Looking for Book Recommendations

I love to read (have I mentioned that I am a Janeite already? 🙂 ), and I love to share my faves.  I’d like to expand my list of faves, so please share your favorite reads – the books that help you balance the humor in this crazy life – the books that leave you inspired, feeling better about life and your place in it.

My top recomendation?  The Hiding Place by Corrie Ten Boom.  It is my all time favorite book and I have given out so many copies to friends over the years.  If you haven’t read – YOU MUST!!!  It is about a Dutch “elderly” spinster, living with her older sister and father, above their clock shop during World War II.  They participate in the resistance movement by hiding Jews in their home… well, I won’t share more or else I’d ruin the story for you.  It is an easy read and chock full of inspiration, charity, values, and heart.  I find something extraordinary in this book every time I read it.  The last time I read it it was with the perspective of a parent of a child with disabilities – and it helped my perspective develop in a better direction.

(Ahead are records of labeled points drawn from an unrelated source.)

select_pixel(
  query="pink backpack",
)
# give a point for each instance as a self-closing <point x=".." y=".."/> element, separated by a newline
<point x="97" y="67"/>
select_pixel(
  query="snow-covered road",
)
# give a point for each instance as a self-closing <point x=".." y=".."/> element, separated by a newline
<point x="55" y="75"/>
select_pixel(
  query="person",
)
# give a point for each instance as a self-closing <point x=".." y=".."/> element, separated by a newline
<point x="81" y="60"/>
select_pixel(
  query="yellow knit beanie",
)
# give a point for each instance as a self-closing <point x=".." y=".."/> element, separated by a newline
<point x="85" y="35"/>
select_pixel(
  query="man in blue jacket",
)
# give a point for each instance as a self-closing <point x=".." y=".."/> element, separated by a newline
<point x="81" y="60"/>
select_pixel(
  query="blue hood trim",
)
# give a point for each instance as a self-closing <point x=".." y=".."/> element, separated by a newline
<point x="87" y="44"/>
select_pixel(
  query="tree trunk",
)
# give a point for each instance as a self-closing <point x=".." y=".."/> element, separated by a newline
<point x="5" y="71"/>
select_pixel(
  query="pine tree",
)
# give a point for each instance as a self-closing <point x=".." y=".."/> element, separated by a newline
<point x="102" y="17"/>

Please, share your faves with me in the comments – I’d love to find some new favorites!  Thank you, and peace to you all!

Autism or Austentism?

Our family lives with obsession.  We have a child with Autism–enough said, right?  He is obsessed with animals and tiny tiny things… like tiny beads, tiny pieces of confetti, or, well, tiny animals. 

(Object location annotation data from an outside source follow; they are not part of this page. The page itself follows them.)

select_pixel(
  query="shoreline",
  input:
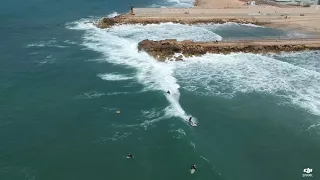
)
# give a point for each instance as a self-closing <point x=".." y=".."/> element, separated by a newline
<point x="297" y="18"/>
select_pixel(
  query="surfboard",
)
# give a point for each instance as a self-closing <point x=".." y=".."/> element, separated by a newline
<point x="193" y="124"/>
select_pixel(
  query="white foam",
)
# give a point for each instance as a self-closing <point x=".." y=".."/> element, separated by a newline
<point x="51" y="43"/>
<point x="113" y="77"/>
<point x="114" y="14"/>
<point x="170" y="30"/>
<point x="219" y="75"/>
<point x="180" y="133"/>
<point x="226" y="75"/>
<point x="119" y="46"/>
<point x="89" y="95"/>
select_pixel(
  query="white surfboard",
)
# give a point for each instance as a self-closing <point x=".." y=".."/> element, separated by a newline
<point x="193" y="124"/>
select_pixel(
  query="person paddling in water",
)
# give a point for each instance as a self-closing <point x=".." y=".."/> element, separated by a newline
<point x="193" y="167"/>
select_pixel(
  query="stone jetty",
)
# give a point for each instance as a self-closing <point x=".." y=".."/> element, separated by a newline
<point x="167" y="49"/>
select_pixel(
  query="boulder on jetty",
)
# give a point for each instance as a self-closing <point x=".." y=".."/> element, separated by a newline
<point x="127" y="19"/>
<point x="167" y="49"/>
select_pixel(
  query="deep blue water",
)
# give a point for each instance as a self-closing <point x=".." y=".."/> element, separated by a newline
<point x="62" y="80"/>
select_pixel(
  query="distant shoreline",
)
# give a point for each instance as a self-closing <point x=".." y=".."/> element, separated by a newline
<point x="297" y="18"/>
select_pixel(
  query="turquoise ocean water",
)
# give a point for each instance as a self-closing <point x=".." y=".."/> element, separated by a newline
<point x="62" y="79"/>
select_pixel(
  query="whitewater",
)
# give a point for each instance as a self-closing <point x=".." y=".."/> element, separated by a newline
<point x="294" y="81"/>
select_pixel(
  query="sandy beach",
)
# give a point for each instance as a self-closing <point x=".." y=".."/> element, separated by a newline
<point x="290" y="18"/>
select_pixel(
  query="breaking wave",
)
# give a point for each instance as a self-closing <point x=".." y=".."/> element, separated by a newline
<point x="118" y="45"/>
<point x="226" y="75"/>
<point x="211" y="74"/>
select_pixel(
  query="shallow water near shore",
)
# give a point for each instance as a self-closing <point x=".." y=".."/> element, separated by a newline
<point x="62" y="80"/>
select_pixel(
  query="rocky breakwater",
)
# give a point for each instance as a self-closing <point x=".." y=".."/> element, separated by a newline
<point x="131" y="19"/>
<point x="171" y="49"/>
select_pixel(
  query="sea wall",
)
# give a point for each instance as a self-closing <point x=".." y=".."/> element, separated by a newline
<point x="130" y="19"/>
<point x="167" y="49"/>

We all have our obsessions, I have found.  Each of us, in our turn, has something that “turns us on” to the point where we can, if we let it, perseverate and obsess and just plain wallow in our chosen joy.

My husband, for instance, like most Southern men, is obsessed with Football.  My older son is obsessed with sports and SportsCenter on ESPN.  My younger son, as I mentioned, finds his joy in animals and tiny things.

And me?  Sigh…  I am not above obsession.  I have to admit that I too am obsessed.

I am obsessed with Jane Autsen. 

Persuasion, Mansfield Park, Sense and Sensibility, Pride and Prejudice, Emma, and Northanger Abby… Jane is my escape.  Through her writings she allows me to relive the decisions made in my early twenties.  She allows me to explore feelings and rationalizations and moral questions… the senses and sensibilities, I guess.  I recently took joy in reading and re-reading Pride and Prejudice to the point where I have been pondering my own parallels to Mr. Darcy and Elizabeth and even, I must add, to Mrs. Bennet.  I even added a “Which Jane Austen Character Are You” quiz on my facebook page.  This is scary. 

I believe the official diagnosis is that I am a “Janeite”.  But that seems such a plain-sounding diagnosis.  I am starting to think of it as “Austentism”.

Just how far does this go?  Well, let’s see.  I have been faithfully following the recent US Masterpiece Theater Jane Austen Revival on PBS.  I have watched the interviews with the producer and actors on PBS.org.  I took the “which one is your man?” quiz, also on PBS.org (not telling which one I prefer :)).  I have watched just about all of the movies ever made based upon her works (my favorite?  The 1995 BBC version of Pride and Prejudice with Colin Firth and Jennifer Ehle, of course, but the Bridget Jones’ Diary series is also a favorite as a “loose translation”).  I just rented “Becoming Jane” and loved the theory it presented about how Miss Jane Austen may have gained the life experience reflected in her works (such a fresh yet plausible story).  I have her books and books by authors who wrote sequels and books that tell the stories from an others’ (usually the man’s) point of view.  I have the soundtrack to the 1995 BBC version of Pride and Prejudice on my iPod.  I’ve read through (and reference) www.Pemberly.com  quite often (see link in the sidebar).  I’ve looked up patterns for the dresses and accessories that were worn and referenced in her books.  I even have a book titled “Jane Austen’s Book on Manners” and have thought about getting a cookbook that is now out with recipes for things that are mentioned in her books.   Like a drug addiction, I crave them and want more. 

Forget scary – now that I am writing this all down I realize that my addiction is… REALLY scary!

If my powers of concentration were better, I’d be able to ignore the dishes (ok, I am already pretty good at ignoring the dishes), and the kids’ homework, and the latest report demand from my boss, and just submerge myself in my passion.  Perhaps that only comes in the most advanced stages of obsession… or in Autism…

Did this come on after prolonged use of Teflon coated pans heated above 450 degrees?  Vaccinations?  Mercury poisoning?  A genetic predisposition?

Can I be cured through diet?  Chelation?  ABA?  Hyperbaric Oxygen Therapy?  Vitamins?